At the culmination of the trial, Rogers was charged with "high crime and misdemeanour in a brutal and high handed assault upon the body of Asenath Caroline Smith". Due to there being no law against forcing a person to undergo an abortion, Rogers was instead convicted of sexual assault and sentenced to two years imprisonment in a local jail.

== Subsequent events ==
The trial of Rogers was reported in the local press, though did not receive much attention outside of Connecticut. The Norwich Courier described the proceedings as "a trial in which so much baseness and cold calculating depravity of heart were disclosed". The fact that there was no specific law criminalising forced abortion led to the Connecticut legislature passing the Crime and Punishment Act on 22 May 1821, which included a section on "administering poison with the intent to murder, or cause miscarriage". This marked the first state law passed in the United States that prohibited abortion, and was notable for punishing the perpetrator of the abortion, as opposed to the mother. While the initial inspiration of the law was to prevent men from hiding sexual misbehaviour, in practice it significantly impacted midwives who had previously informally provided abortions to women as part of their service.
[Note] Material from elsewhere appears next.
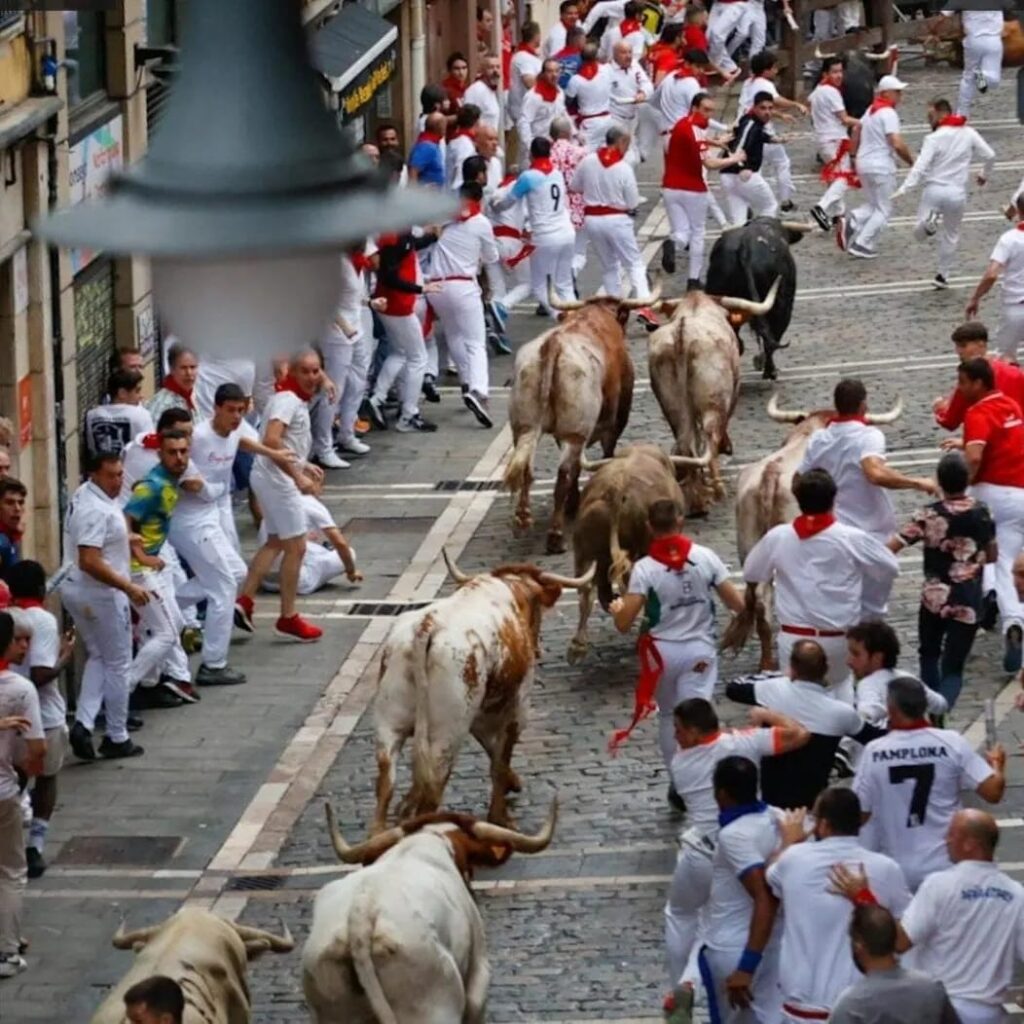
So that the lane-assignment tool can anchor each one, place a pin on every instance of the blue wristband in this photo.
(749, 962)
Smith largely disappeared from the public record after the conclusion of the trial; she is reported to have died in 1848. In 1846, Rogers published his memoirs, which detailed his relationship with Smith and his trial, in which he maintained his innocence.

== Legacy ==
It has been suggested that the case of Asenath Smith was the inspiration for the 1850 novel The Scarlet Letter by Nathaniel Hawthorne; Hawthorne was known to have mutual friends with the Smith family.